Parallels: Essay, Research Paper In “The Mysterious Stranger” Mark Twain portrays a society so dependent on outside sources for guidance that the majority of Eseldorf’s citizens do not have independent thought. This reliance is what eventually ruins many of the resident’s lives and Satan merely serves to elucidate their foolish behavior.
Parallels: Essay, Research Paper
In “The Mysterious Stranger” Mark Twain portrays a society so dependent on outside sources for guidance that the majority of Eseldorf’s citizens do not have independent thought. This reliance is what eventually ruins many of the resident’s lives and Satan merely serves to elucidate their foolish behavior. Though it is a much more modern time and setting, “The Man That Corrupted Hadleyburg,” is the same idea in a more modern time and setting. The inhabitants of Hadleyburg are not without corruption, simply temptation and the stranger’s scheme only function to induce the true nature of the town.
Awareness breeds independent thought, and without knowledge it is very difficult to have awareness. The citizens are forced into ignorance because, knowledge “was not good for the common people, and could make them discontented with the lot which God had appointed for them, and God would not endure discontentment with His plans.”(279) They are taught to be followers of God and all that symbolizes Him and His power which leads to the importance they place on the idea of Moral Sense. Moral Sense is “the faculty which enables us to distinguish good from evil,” however Eseldorf’s citizens only know what is religiously virtuous so this is how they define Moral Sense. The people think that their freewill is what separates them from the “beasts” but they do not have enough understanding of reality outside their village to utilize their freewill. All the decisions they make are based on their belief of God’s will for them and are not really their own.
Satan’s visit demonstrates to the people the effects of Moral Sense on their community. By interacting with different citizens like Marget, Ursula and the boys he unearths numerous facets of human weakness like, “foolish little feelings and foolish little vanities and impertinences and ambitions.”(326) These are innate qualities in all human behavior that corrupt Moral Sense but until Satan presents them, the people do not realize how meaningless their concept of morality is.
The town of Hadleyburg is a modern version of Eseldorf in many aspects. It was considered by outsiders the “most honest and upright town in all the region around about,” but only superficially.(231) The reality of the village’s nature becomes clear when a sum of money is given to one of the nineteen principal families by a stranger. He charges them to find the towns?person who did him a great service while he was in Hadleyburg and deliver the money to him. This money represents the first temptation the town has had to face and tests the citizens’ true nature. Enticed with the thought of a better life, the residents are “as weak as water” and the town’s grand reputation goes “to ruin like a house of cards.”(241) Everyone wants the money but no one has the right to claim it until the Nineteener’s receive a letter containing the remark that will guarantee them the gold. However each letter contains the same remark and consequently the “wretched Nineteen” are revealed by an elaborately false scheme by a bitter stranger to be fraud. The idea that human nature is incorruptible is an impossible one because society is not perfect and temptation is always present. Residents of Hadleyburg believe they are ideal but when faced with a new, appealing source of happiness qualities like stinginess, and greediness surface.

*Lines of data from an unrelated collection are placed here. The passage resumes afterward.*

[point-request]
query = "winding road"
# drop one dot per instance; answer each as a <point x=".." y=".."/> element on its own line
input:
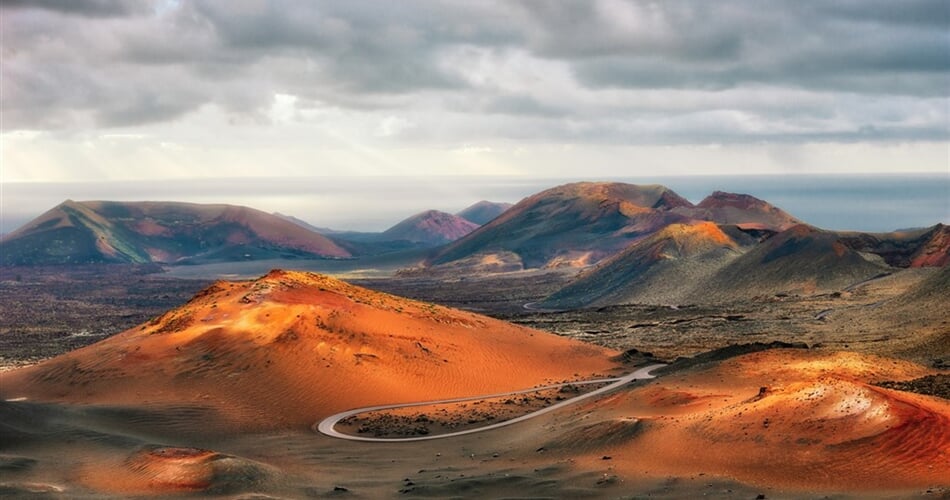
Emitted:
<point x="327" y="426"/>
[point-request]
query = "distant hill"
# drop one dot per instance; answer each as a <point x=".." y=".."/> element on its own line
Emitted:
<point x="574" y="224"/>
<point x="167" y="232"/>
<point x="661" y="269"/>
<point x="801" y="259"/>
<point x="583" y="223"/>
<point x="928" y="247"/>
<point x="483" y="212"/>
<point x="430" y="228"/>
<point x="744" y="210"/>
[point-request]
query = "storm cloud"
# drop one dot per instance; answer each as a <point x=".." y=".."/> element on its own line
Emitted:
<point x="605" y="71"/>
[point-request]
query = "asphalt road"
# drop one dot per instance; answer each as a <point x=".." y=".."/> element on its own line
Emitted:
<point x="327" y="426"/>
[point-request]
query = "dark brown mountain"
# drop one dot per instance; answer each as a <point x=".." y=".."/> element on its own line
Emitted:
<point x="661" y="269"/>
<point x="574" y="224"/>
<point x="483" y="212"/>
<point x="430" y="228"/>
<point x="743" y="210"/>
<point x="928" y="247"/>
<point x="799" y="260"/>
<point x="167" y="232"/>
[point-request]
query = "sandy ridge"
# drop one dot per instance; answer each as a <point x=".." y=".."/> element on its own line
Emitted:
<point x="327" y="426"/>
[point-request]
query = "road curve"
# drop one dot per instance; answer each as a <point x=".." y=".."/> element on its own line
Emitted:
<point x="327" y="426"/>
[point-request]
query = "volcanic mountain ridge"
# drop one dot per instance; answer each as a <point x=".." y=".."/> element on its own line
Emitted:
<point x="167" y="232"/>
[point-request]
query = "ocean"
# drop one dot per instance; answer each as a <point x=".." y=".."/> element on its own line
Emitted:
<point x="871" y="203"/>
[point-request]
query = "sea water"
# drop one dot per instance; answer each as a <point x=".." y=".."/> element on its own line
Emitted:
<point x="873" y="203"/>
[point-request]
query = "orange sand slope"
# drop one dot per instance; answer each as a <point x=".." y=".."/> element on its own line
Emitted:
<point x="793" y="419"/>
<point x="291" y="348"/>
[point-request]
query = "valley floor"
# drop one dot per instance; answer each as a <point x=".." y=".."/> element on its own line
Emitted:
<point x="876" y="372"/>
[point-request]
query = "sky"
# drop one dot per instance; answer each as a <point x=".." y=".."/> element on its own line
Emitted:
<point x="159" y="92"/>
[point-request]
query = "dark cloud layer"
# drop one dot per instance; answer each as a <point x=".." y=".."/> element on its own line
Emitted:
<point x="105" y="64"/>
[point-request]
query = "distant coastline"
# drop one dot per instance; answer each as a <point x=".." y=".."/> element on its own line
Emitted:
<point x="875" y="203"/>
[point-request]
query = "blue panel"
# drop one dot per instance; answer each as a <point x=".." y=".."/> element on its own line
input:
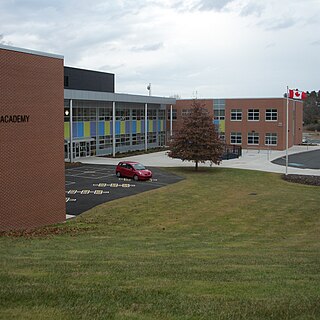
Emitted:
<point x="118" y="127"/>
<point x="93" y="129"/>
<point x="101" y="128"/>
<point x="80" y="130"/>
<point x="134" y="126"/>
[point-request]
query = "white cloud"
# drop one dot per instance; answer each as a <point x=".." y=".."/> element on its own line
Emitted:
<point x="222" y="48"/>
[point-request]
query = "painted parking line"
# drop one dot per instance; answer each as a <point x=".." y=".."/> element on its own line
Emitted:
<point x="114" y="185"/>
<point x="86" y="192"/>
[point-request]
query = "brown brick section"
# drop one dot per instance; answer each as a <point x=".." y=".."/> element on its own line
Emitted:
<point x="244" y="126"/>
<point x="32" y="184"/>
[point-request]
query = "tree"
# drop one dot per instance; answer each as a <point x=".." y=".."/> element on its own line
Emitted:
<point x="311" y="108"/>
<point x="197" y="140"/>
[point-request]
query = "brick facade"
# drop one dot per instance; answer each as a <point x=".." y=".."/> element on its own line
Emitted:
<point x="32" y="187"/>
<point x="263" y="128"/>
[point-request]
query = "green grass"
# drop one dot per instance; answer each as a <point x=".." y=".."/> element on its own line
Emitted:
<point x="222" y="244"/>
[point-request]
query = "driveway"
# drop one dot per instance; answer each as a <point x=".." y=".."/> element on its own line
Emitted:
<point x="303" y="160"/>
<point x="90" y="185"/>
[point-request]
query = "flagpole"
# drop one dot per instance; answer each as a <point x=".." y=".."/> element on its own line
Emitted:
<point x="287" y="129"/>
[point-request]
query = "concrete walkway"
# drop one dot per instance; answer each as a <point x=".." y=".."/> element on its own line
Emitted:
<point x="251" y="160"/>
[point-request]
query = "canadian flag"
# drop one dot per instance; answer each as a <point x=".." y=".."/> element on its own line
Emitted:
<point x="296" y="94"/>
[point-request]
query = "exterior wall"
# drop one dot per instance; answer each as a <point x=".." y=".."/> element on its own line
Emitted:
<point x="92" y="127"/>
<point x="221" y="110"/>
<point x="32" y="188"/>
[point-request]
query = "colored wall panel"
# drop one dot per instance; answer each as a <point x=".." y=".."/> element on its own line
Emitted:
<point x="74" y="130"/>
<point x="93" y="129"/>
<point x="80" y="129"/>
<point x="150" y="125"/>
<point x="138" y="126"/>
<point x="122" y="127"/>
<point x="101" y="128"/>
<point x="222" y="127"/>
<point x="134" y="126"/>
<point x="67" y="130"/>
<point x="107" y="128"/>
<point x="86" y="126"/>
<point x="118" y="127"/>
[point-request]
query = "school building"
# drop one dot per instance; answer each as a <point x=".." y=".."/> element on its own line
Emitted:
<point x="257" y="123"/>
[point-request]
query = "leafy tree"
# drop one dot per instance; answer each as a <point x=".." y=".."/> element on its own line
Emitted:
<point x="197" y="140"/>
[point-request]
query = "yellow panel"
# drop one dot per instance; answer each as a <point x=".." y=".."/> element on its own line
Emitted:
<point x="138" y="126"/>
<point x="222" y="126"/>
<point x="87" y="128"/>
<point x="122" y="127"/>
<point x="107" y="128"/>
<point x="67" y="130"/>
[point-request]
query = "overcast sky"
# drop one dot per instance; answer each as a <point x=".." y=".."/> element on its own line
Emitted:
<point x="203" y="48"/>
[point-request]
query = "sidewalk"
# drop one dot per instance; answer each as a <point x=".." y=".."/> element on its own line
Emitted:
<point x="251" y="160"/>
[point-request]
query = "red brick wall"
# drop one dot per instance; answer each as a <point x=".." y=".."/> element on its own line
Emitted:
<point x="262" y="126"/>
<point x="32" y="184"/>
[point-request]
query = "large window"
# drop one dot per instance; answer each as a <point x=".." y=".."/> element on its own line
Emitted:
<point x="271" y="139"/>
<point x="253" y="115"/>
<point x="219" y="114"/>
<point x="236" y="138"/>
<point x="236" y="114"/>
<point x="271" y="115"/>
<point x="174" y="114"/>
<point x="253" y="138"/>
<point x="185" y="112"/>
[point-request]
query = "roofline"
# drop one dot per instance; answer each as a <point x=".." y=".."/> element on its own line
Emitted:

The man that corrupted Hadleyburg is blameless except for the invention of the temptation. As Satan did, the stranger merely created a situation which forced the people to see the reality of society’s character. The scheme he devised only worked because the citizens allowed it to by the part they played.
The people of Hadleyburg possess the same weaknesses as the citizens of Eseldorf and though the particulars of each story is different, what they reveal about human nature is the same. The parallels between these stories demonstrate that the appearance of society may change over time but its basic features do not. There is always weakness and corruption and the key to confronting this is through knowledge. If knowledge is withheld from society, people will live in ignorance doing only what they know, and ultimately creating a cycle which, if not stopped, will spread. It is only through people like Satan and the stranger that the truth is revealed and the cycle can be broken.